Frasier Season 2 Outs A Beloved Character - And It's A Game-Changer

Contains spoilers for "Frasier" Season 2, Episode 8 — "Thank You, Dr. Crane"

Everything changes, and everyone changes. "Frasier" proves that adage true when Frasier (Kelsey Grammer) heads back to Seattle to take part in KACL's anniversary celebration. Not only does he meet with a former call-in patient named Lou, whose entire life has been poorly shaped by Frasier's advice, but he also reunites with an old radio station colleague.

While fans know what happened to Roz Doyle (Peri Gilpin), in "Thank You, Dr. Crane," we learn that Bulldog Briscoe (Dan Butler) has come out of the closet in the years since Frasier left Seattle. Frasier initially thinks that Bulldog long-repressing his homosexuality is what resulted in his toxic masculinity, but Bulldog gives a shrug and says he's the same person — he just openly pervs on men now. He even doubles down on that statement by pulling out a pin-up of a man.

While Bulldog's charms might wear a hair thin for Frasier, this isn't the only change everyone's favorite journeyman psychiatrist is confronted with during his return trip to Seattle. His beloved Café Nervosa is now neon-washed, and his father's favorite Irish pub, McGinty's, has become a gay bar — where Bulldog frequently visits. But while expressing his sexuality is new for Bulldog, Dan Butler has long been an activist in the LGBTQ community.

Bulldog's real life performer has been out and proud for decades

In real life, Dan Butler has long been out and proud and has acted as an activist for the queer community. He wrote a play entitled "The Only Thing Worse You Could Have Told Me," which is a one-man show about his life, and performed it in Vermont in 2023. He lives there with his husband, Richard Waterhouse.

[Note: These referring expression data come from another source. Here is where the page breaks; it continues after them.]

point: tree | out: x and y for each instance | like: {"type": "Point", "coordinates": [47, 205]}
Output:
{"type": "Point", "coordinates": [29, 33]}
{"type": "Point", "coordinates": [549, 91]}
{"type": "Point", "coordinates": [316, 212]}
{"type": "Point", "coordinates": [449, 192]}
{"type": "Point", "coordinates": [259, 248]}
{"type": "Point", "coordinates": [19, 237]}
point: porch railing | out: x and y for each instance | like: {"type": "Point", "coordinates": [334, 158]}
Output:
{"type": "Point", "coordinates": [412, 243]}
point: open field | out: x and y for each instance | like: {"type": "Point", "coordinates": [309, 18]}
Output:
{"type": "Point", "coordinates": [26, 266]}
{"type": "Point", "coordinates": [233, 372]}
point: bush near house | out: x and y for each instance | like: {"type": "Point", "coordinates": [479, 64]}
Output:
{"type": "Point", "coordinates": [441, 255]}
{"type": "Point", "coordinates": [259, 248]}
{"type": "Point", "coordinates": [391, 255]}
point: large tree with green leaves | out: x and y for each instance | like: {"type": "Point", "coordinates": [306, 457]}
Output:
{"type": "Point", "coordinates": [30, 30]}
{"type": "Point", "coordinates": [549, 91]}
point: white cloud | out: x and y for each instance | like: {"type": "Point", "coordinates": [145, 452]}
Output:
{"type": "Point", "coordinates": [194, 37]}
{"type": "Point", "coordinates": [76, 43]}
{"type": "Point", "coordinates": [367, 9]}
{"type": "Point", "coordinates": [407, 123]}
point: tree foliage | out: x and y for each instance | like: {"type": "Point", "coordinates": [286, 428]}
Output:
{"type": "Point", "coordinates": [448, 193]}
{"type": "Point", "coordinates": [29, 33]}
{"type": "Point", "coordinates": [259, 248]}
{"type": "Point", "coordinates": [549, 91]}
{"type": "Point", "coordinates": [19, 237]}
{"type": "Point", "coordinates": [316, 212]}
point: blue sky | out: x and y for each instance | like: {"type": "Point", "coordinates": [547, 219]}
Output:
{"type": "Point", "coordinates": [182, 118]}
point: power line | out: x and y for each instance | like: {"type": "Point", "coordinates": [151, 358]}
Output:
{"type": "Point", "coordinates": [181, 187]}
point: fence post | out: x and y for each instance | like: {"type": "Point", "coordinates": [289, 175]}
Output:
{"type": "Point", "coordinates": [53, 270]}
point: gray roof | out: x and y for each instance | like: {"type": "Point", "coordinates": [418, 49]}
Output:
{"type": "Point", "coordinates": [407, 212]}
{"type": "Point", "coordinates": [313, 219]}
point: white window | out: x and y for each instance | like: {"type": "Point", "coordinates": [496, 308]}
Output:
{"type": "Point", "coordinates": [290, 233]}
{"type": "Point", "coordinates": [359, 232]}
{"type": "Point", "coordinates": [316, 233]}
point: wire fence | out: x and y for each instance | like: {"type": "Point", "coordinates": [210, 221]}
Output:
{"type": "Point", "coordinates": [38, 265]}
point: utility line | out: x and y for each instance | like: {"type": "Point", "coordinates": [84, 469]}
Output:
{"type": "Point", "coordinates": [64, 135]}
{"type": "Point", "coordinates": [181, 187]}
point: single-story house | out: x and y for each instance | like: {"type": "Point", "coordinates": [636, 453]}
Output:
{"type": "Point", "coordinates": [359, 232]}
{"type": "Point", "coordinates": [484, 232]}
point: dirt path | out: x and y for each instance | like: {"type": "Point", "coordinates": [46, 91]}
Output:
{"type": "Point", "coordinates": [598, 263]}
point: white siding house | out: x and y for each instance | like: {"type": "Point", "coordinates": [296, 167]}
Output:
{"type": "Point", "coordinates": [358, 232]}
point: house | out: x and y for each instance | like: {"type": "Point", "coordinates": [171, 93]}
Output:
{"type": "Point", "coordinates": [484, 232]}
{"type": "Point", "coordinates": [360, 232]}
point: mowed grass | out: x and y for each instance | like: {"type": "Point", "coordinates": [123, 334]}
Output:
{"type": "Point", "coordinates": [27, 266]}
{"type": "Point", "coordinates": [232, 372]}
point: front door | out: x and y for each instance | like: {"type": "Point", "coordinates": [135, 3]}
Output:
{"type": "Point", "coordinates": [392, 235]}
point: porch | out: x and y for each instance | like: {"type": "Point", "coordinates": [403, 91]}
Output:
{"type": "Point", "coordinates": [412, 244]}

A writer, director, and producer, Butler's activism stretches back decades. He has worked with suicide prevention charities that focus on LGBTQ teens, and he was the National Coming Out Day spokesperson for the Human Rights Campaign in 1995. "I think sometimes it's the way you live your life," he told the Huffington Post in 2012. "I've been politically active in the past with the Human Rights Campaign and Act Up. Right when the Trevor Crisis Line formed I worked the lines for Trevor and The Suicide Prevention Center in Los Angeles for about six years. So now I think it's by example. I believe in that Gandhi quote, "Live your life as if the changes you hope happen, have already occurred." While Bulldog might not be the best role model, it's clear that Butler is someone to be admired.